Tips for Momtographers - capturing a great sunrise/sunset

It's been a while since I've brought you a segment from "Tips for Momtographers". I was talking to the very lovely, Heather, the other day and she mentioned (oh lord, I hope it was Heather lol) about taking sunset/sunrise photos and having them look right.

In my head, I said "I can do that!" and realized later, that there are a couple simple things that can make a sunrise look even better.

Below are 3 samples.



10-06-sunrise3

{#1, ISO200, F4, 1/4000th}



10-06-sunrise2

{#2, ISO200, F4, 1/500th}



10-06-sunset1

{#3, ISO200, F4, 1/125th}


Now, something you should know, is that these three photos were taken within 1 minute of each other. No, there was not a quick shift in the light. I only did one little thing different.

I'm sure you can see, that the first photo, the shutter was open the least amount of time at 1/4000th of a second, the second at 1/500th of a second and the third the longest at 1/125th of a second.

Now, you could just manually set your camera to each increment until you get the look that you want. I'm entirely more lazy than that. LOL.

I do the easy way. First, I ALWAYS set my focus point to the center. I will point at the point I want to focus and recompose my shot. This is also the point where your camera will meter for the light.

So essentially, if you want a dark moody photo, pick a light spot and meter for that spot. {I metered for the sun in the photo#1} That will force the shutter to open and close fastest letting in the least amount of light to expose the rest of the photo, this will make your darker parts of the photo, darker than in real life. This might be the dramatic look that you're looking for.

If you want your photo to be bright, or you want to see the details in a darker area of photo, point, focus/meter off of the darkest areas {photo #3, I metered the trees}

I prefered something in between, that felt like what the real sunset was like, so I might pick something of a medium light or tone to meter off of, like a cloud or the edge of the tree line.

This method works best for a landscape photo where you are focusing on infinity. If you are wanting to focus on one thing, but meter for another, then you should expose for part that you'd like to meter for, pay attention to what your readings are in your camera and go into manual mode, THEN focus on the closer item.

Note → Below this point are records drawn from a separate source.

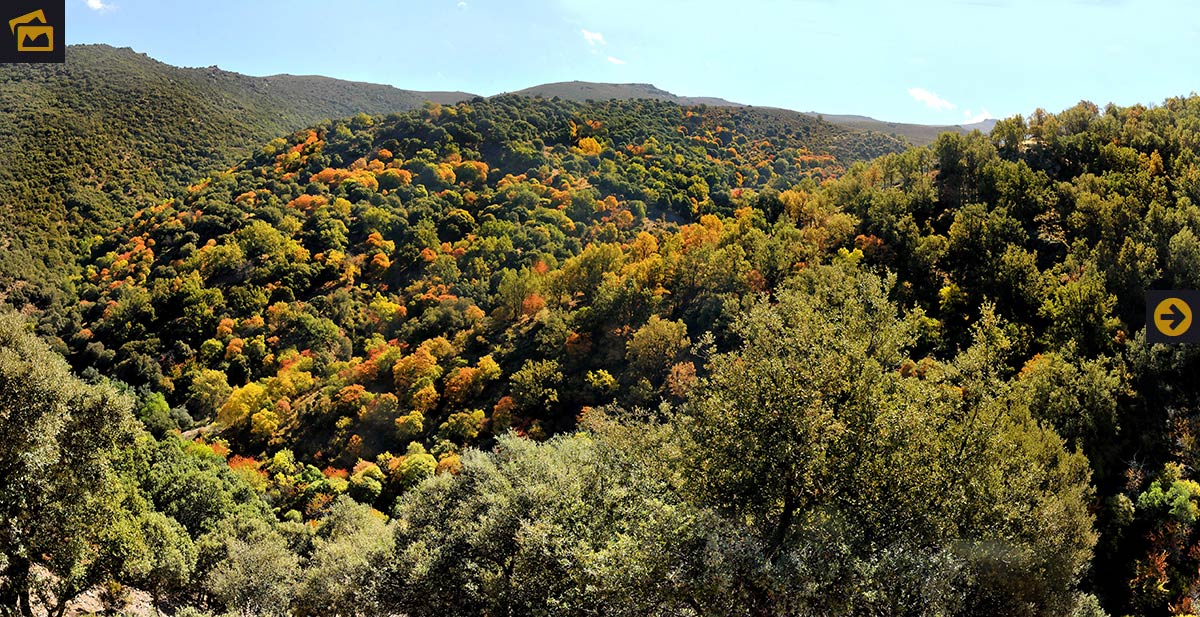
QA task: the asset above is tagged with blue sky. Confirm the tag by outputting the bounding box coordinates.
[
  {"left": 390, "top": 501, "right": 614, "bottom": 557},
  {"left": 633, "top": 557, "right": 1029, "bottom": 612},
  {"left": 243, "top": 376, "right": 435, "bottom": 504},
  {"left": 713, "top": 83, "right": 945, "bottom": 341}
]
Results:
[{"left": 67, "top": 0, "right": 1200, "bottom": 124}]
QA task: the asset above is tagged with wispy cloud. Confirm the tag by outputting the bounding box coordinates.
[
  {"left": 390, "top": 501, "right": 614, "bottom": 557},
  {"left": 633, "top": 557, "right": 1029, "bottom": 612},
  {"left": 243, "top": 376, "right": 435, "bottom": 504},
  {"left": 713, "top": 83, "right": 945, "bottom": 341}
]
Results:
[
  {"left": 908, "top": 88, "right": 954, "bottom": 112},
  {"left": 962, "top": 107, "right": 995, "bottom": 125},
  {"left": 580, "top": 29, "right": 608, "bottom": 47}
]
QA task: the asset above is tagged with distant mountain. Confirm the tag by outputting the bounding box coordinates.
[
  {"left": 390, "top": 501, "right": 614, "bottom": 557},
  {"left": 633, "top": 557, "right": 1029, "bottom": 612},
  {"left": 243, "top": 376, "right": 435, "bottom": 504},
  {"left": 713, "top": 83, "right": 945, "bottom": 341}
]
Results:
[
  {"left": 805, "top": 112, "right": 996, "bottom": 145},
  {"left": 512, "top": 82, "right": 996, "bottom": 145},
  {"left": 512, "top": 82, "right": 743, "bottom": 107},
  {"left": 0, "top": 44, "right": 473, "bottom": 300}
]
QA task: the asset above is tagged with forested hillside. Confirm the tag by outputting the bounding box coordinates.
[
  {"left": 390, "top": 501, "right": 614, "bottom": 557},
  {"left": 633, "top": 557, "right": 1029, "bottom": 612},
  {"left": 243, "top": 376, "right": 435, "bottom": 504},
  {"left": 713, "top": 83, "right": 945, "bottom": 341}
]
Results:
[
  {"left": 11, "top": 74, "right": 1200, "bottom": 616},
  {"left": 0, "top": 44, "right": 470, "bottom": 305}
]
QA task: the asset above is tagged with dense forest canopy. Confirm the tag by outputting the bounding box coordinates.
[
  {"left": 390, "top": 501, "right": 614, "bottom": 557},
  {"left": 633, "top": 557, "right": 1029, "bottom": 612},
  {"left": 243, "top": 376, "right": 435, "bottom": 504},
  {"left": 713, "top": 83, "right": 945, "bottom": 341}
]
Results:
[
  {"left": 11, "top": 56, "right": 1200, "bottom": 616},
  {"left": 0, "top": 44, "right": 470, "bottom": 306}
]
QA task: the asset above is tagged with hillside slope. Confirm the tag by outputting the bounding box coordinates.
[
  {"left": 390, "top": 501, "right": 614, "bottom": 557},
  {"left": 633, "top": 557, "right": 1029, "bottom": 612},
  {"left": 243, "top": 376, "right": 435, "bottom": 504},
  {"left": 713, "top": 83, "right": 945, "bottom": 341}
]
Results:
[
  {"left": 805, "top": 112, "right": 996, "bottom": 145},
  {"left": 512, "top": 82, "right": 742, "bottom": 107},
  {"left": 0, "top": 46, "right": 470, "bottom": 304}
]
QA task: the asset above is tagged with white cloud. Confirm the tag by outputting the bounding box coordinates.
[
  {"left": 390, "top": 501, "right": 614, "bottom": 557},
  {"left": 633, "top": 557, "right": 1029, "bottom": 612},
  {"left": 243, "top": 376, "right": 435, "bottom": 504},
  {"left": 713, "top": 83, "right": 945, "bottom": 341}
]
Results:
[
  {"left": 962, "top": 107, "right": 995, "bottom": 125},
  {"left": 908, "top": 88, "right": 954, "bottom": 112},
  {"left": 580, "top": 29, "right": 608, "bottom": 47}
]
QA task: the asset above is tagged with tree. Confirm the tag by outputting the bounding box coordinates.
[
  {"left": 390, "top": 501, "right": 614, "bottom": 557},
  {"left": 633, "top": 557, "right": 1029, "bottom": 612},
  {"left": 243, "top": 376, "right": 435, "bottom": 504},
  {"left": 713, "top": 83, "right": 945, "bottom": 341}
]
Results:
[
  {"left": 200, "top": 510, "right": 300, "bottom": 617},
  {"left": 293, "top": 496, "right": 395, "bottom": 617},
  {"left": 380, "top": 435, "right": 749, "bottom": 617},
  {"left": 679, "top": 266, "right": 1096, "bottom": 615}
]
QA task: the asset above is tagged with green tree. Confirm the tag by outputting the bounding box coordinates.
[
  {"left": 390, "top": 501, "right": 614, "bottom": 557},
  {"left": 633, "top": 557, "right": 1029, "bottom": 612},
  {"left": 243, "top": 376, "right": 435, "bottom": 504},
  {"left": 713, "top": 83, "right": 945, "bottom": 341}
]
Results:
[{"left": 0, "top": 312, "right": 138, "bottom": 616}]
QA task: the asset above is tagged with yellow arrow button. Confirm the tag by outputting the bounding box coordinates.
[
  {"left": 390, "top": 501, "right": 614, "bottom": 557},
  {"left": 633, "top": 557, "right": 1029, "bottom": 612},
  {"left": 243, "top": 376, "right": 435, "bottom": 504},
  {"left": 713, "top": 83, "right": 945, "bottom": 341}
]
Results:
[{"left": 1154, "top": 298, "right": 1192, "bottom": 336}]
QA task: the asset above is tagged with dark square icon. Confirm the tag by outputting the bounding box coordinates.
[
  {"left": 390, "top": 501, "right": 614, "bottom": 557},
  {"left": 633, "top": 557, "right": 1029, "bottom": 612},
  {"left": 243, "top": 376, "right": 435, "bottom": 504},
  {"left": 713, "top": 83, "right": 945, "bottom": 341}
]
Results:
[
  {"left": 1146, "top": 289, "right": 1200, "bottom": 343},
  {"left": 0, "top": 0, "right": 67, "bottom": 64}
]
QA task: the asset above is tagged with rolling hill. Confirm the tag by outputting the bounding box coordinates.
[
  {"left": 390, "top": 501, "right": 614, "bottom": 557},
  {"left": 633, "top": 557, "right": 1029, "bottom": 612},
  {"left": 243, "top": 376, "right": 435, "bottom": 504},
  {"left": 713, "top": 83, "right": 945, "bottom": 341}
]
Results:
[
  {"left": 512, "top": 82, "right": 996, "bottom": 145},
  {"left": 0, "top": 44, "right": 472, "bottom": 304},
  {"left": 805, "top": 112, "right": 996, "bottom": 145},
  {"left": 512, "top": 82, "right": 742, "bottom": 107}
]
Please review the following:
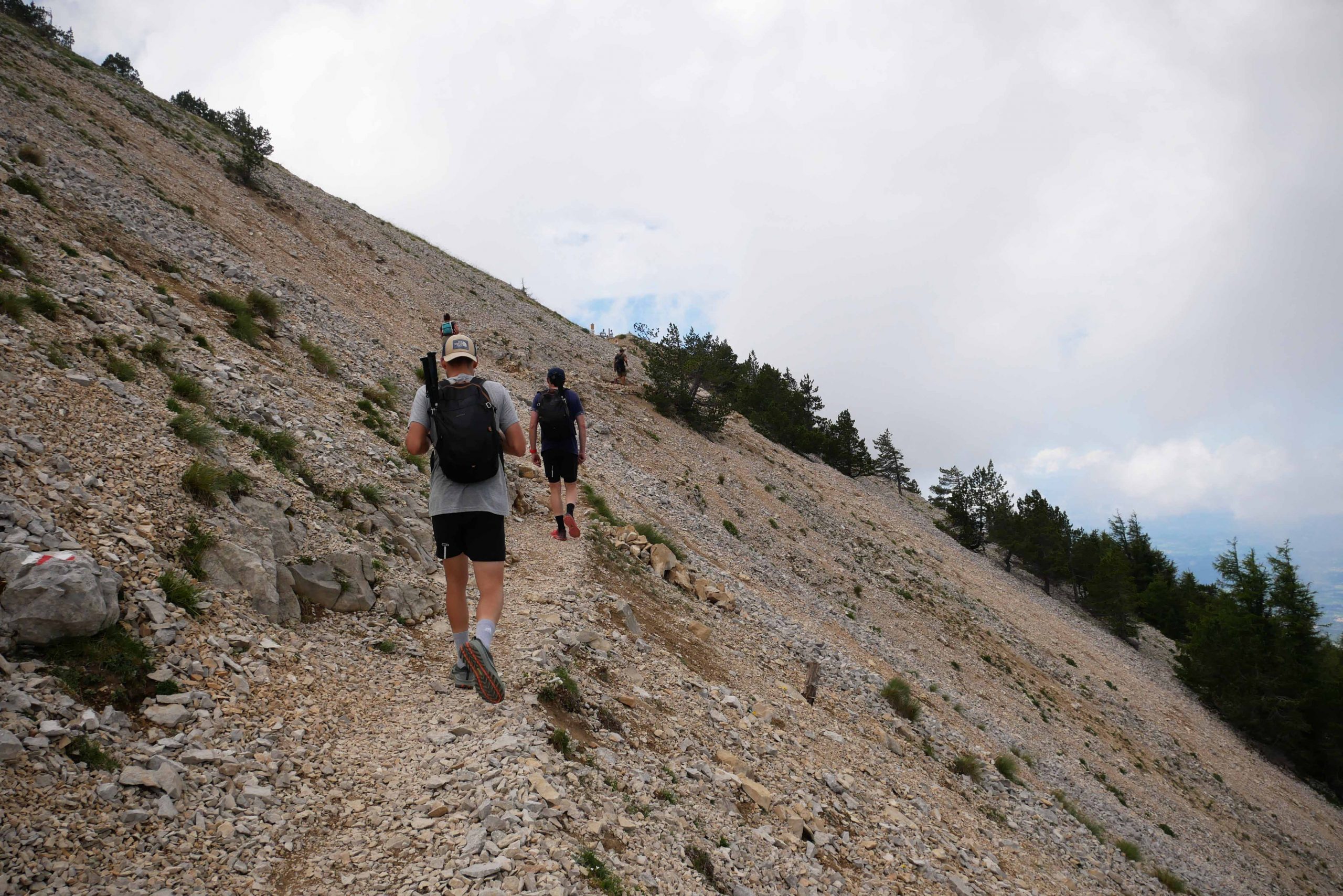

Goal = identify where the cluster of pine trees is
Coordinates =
[928,461,1343,799]
[633,324,919,494]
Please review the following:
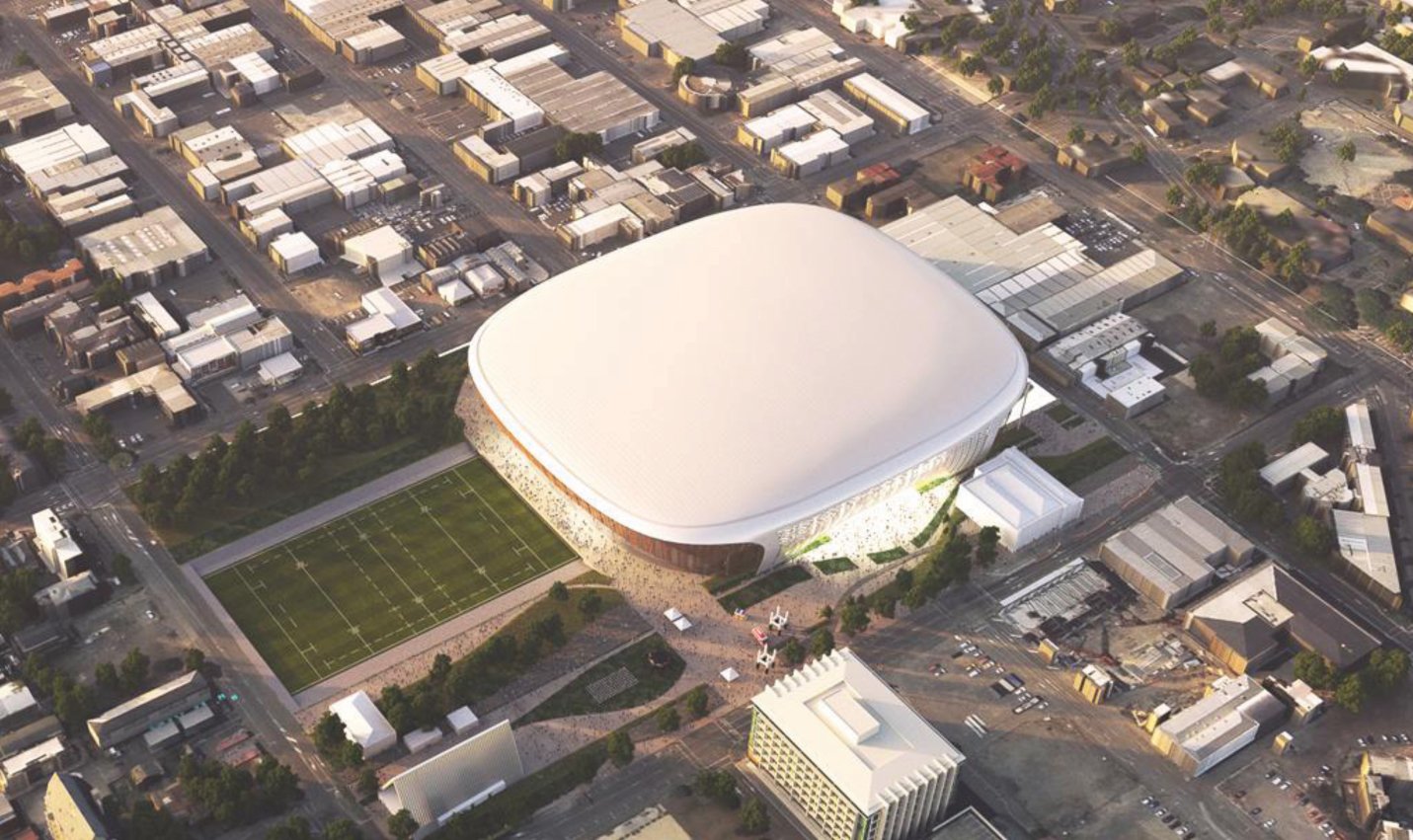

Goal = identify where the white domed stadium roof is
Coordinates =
[469,204,1027,545]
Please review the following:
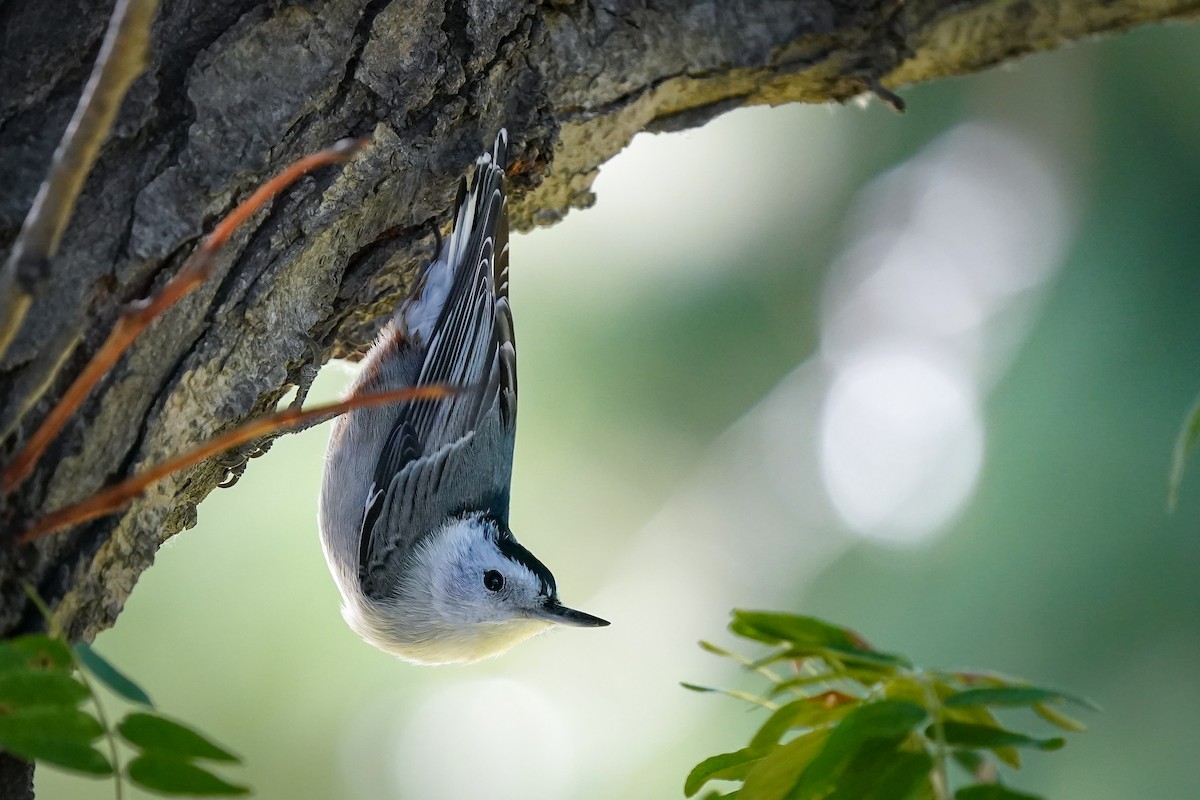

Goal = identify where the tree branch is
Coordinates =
[0,0,1200,662]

This makes no sense if you're not using a DSLR. This CAN work if you're using a point and shoot to a certain extent. If you want more dramatic skies, point more towards the sky, if you want lighter sky, try to point more towards the skyline. If this doesn't work for the composition of the photo, you can crop the photo in your photo editing programs at home, or if your just uploading to a photo processor, they always allow you to crop with their software.

Hopefully this will help your photos when you take us to the bahamas this January!

Anyone?
Hello?

1 comment:

Heather Rega said...

Yep, it was Heather! Thanks again for all the helpful info!